5# Messager
Quand les premiers rayons du soleil se montrèrent par sa fenêtre, Léonard osa enfin sortir de son lit. Il n'avait plus rien vécu de paranormal, depuis le rendez-vous au cinéma, mais sa maison était particulièrement calme, à part le sifflement de la cocotte sur le gaz. Sa mère était en train de cuisiner. Elle le regarda d'un air inquiet.
— Ça va, mon chéri ? demanda-t-elle. Tu es cloîtré dans ta chambre depuis ce matin...
— Ce matin ? Mais il est quelle heure ? lança le jeune homme, étonné.
— Il est bientôt midi.
Il avait donc dormi ? Il ne voulait pas le croire. La peur lui noua soudainement l'estomac et il pâlit à vue d'œil.

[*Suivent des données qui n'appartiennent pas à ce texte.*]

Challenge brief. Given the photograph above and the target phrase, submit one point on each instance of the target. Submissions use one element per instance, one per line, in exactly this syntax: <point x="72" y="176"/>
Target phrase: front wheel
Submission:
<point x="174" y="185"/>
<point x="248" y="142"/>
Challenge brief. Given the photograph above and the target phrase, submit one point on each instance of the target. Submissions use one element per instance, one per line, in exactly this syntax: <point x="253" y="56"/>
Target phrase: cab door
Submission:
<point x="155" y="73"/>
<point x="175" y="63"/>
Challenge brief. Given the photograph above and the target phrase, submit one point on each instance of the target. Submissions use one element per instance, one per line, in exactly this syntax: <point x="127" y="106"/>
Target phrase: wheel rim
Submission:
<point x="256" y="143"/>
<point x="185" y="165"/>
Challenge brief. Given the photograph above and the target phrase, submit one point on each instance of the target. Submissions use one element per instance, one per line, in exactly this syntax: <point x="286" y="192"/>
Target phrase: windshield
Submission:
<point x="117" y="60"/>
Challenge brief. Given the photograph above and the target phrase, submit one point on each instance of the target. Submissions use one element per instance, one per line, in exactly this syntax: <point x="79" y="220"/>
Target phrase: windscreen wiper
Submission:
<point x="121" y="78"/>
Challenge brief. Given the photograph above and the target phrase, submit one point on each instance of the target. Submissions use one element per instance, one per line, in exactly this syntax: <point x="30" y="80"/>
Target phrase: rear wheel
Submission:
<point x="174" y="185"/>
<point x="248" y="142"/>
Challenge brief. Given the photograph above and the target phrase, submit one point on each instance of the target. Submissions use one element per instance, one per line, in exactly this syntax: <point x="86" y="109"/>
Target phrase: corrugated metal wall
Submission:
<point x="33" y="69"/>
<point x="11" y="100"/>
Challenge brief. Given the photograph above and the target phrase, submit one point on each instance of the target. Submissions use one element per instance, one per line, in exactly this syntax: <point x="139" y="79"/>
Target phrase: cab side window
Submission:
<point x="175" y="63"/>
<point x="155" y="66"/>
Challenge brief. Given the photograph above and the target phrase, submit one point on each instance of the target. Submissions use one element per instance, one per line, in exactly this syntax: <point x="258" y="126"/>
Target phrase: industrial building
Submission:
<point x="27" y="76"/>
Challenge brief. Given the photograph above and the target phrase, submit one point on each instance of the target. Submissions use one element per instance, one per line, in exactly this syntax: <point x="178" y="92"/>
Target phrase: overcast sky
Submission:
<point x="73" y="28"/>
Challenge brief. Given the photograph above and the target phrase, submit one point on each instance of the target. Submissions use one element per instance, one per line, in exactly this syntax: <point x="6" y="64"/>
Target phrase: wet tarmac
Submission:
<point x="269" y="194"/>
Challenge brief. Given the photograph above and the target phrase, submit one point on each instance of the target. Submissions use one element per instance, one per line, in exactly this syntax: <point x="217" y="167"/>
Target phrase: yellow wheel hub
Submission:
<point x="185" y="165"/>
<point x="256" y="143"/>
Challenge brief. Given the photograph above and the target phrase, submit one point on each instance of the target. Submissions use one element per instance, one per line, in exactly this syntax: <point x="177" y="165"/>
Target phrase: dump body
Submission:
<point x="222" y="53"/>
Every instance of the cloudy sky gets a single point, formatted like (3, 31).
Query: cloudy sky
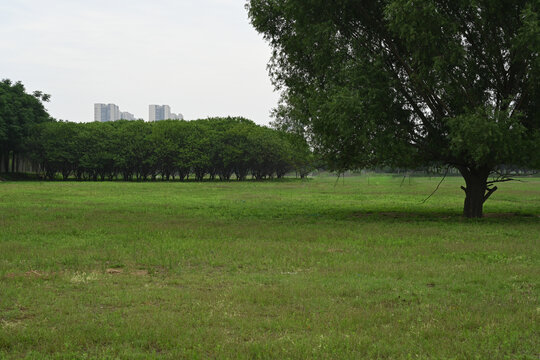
(201, 57)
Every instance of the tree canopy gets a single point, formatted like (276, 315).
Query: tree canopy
(19, 113)
(410, 82)
(210, 148)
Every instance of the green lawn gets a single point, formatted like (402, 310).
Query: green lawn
(284, 269)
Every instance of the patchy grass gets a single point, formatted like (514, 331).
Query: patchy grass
(284, 269)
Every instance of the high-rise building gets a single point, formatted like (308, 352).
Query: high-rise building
(110, 112)
(159, 112)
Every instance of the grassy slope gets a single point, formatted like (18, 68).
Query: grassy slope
(277, 269)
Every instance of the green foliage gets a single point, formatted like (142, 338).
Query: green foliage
(19, 113)
(280, 269)
(409, 83)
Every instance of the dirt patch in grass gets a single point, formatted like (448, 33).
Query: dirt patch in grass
(114, 271)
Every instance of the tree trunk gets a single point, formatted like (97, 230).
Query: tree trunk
(476, 191)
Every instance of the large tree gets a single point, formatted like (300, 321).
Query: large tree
(410, 82)
(19, 114)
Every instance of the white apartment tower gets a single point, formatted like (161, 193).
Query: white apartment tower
(159, 112)
(110, 112)
(106, 112)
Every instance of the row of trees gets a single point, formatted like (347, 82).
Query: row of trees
(19, 114)
(171, 149)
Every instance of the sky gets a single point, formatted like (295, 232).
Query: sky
(201, 57)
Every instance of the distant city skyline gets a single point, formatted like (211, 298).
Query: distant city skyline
(204, 52)
(162, 112)
(110, 112)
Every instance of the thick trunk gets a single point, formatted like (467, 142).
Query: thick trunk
(476, 191)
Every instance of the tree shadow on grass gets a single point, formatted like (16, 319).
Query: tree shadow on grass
(393, 216)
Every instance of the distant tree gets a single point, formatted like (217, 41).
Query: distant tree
(406, 83)
(19, 113)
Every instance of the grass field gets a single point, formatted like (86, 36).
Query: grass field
(284, 269)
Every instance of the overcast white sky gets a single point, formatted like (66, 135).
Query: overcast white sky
(201, 57)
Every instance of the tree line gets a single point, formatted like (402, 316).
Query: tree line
(136, 150)
(171, 149)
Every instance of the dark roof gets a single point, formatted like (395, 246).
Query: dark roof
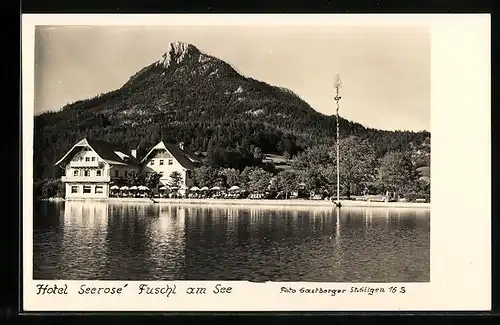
(106, 150)
(181, 156)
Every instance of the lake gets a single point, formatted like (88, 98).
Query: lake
(131, 241)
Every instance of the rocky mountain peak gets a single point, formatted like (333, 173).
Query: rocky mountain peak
(177, 52)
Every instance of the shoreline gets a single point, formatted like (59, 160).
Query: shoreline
(259, 202)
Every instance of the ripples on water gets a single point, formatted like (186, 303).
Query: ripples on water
(90, 241)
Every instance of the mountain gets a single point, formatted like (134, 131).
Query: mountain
(195, 98)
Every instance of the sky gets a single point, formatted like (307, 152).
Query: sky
(385, 70)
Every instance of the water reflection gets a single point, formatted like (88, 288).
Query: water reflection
(77, 240)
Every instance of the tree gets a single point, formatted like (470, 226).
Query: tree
(205, 176)
(175, 179)
(320, 155)
(315, 179)
(257, 153)
(396, 172)
(231, 176)
(52, 188)
(357, 164)
(258, 179)
(134, 179)
(287, 181)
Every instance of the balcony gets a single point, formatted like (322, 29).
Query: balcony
(86, 179)
(81, 163)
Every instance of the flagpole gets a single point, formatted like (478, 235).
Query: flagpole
(337, 99)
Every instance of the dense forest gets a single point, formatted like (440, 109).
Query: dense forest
(202, 101)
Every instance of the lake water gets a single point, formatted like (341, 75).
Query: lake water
(108, 241)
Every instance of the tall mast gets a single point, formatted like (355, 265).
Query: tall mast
(338, 84)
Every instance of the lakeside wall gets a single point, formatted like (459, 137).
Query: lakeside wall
(249, 202)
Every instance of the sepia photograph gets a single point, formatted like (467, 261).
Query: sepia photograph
(256, 162)
(252, 153)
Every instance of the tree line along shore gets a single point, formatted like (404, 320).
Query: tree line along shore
(311, 173)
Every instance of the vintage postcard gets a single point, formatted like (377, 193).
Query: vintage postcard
(256, 162)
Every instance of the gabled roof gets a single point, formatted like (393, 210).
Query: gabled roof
(112, 153)
(184, 157)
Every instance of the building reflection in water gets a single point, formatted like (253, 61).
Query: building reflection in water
(84, 246)
(166, 241)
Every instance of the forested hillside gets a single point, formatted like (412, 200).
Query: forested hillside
(202, 101)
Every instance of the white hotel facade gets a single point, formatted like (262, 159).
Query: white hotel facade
(90, 166)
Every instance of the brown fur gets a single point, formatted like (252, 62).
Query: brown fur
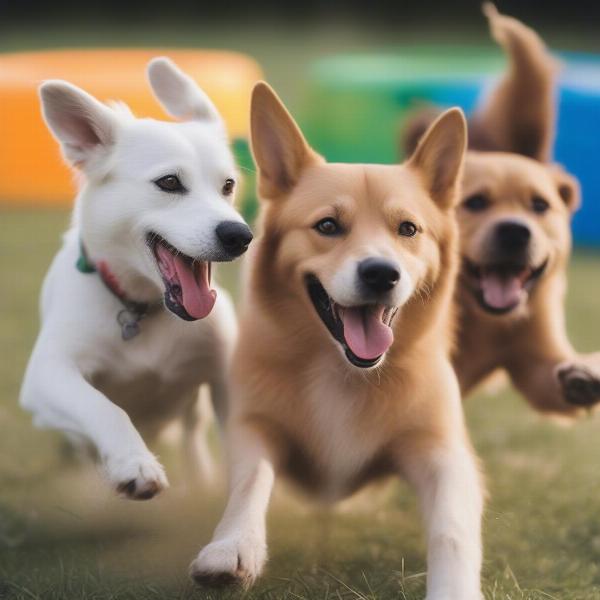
(299, 405)
(285, 350)
(516, 126)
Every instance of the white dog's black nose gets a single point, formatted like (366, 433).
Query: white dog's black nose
(512, 236)
(234, 237)
(378, 274)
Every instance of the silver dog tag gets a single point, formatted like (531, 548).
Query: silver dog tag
(129, 324)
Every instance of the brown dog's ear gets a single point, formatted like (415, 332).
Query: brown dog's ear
(278, 146)
(440, 155)
(568, 188)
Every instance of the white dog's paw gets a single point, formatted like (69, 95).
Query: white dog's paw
(138, 477)
(231, 560)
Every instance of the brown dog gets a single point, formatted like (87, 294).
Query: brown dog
(342, 373)
(514, 224)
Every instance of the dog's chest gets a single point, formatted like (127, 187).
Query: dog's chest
(341, 445)
(153, 374)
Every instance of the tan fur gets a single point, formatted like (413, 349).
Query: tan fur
(300, 409)
(516, 127)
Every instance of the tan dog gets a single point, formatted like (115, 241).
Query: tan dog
(515, 237)
(342, 371)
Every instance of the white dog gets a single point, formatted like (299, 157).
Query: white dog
(116, 354)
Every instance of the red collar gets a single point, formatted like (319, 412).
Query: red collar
(133, 312)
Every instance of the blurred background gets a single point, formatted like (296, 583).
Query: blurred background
(349, 72)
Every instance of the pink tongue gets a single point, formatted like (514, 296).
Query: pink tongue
(501, 292)
(197, 297)
(365, 333)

— Papa n'est toujours pas rentré ? dit le lycéen pour changer de sujet.
— Non, il est toujours là-haut, répondit sa mère en montrant le pic du mont qui surplombait la ville. Il a pu trouver de quoi m'appeler, là-bas, il m'a dit qu'il ne reviendrai pas avant un ou deux jours... Tu connais ton père : il peut rester là haut une semaine puis revenir à la maison comme si de rien n'était !
Léonard acquiesça et prétexta qu'il devait aller se doucher. En entrant dans la salle de bain, il retroussa entièrement ses manches, de peur d'avoir d'autres marques qui se seraient taillés pendant son sommeil. Heureusement, seules celles qu'il avait reçu hier y demeuraient. Il décida alors d'enlever tout ses vêtements : il voulait s'assurer qu'aucune autre partie de son corps n'en était couverte.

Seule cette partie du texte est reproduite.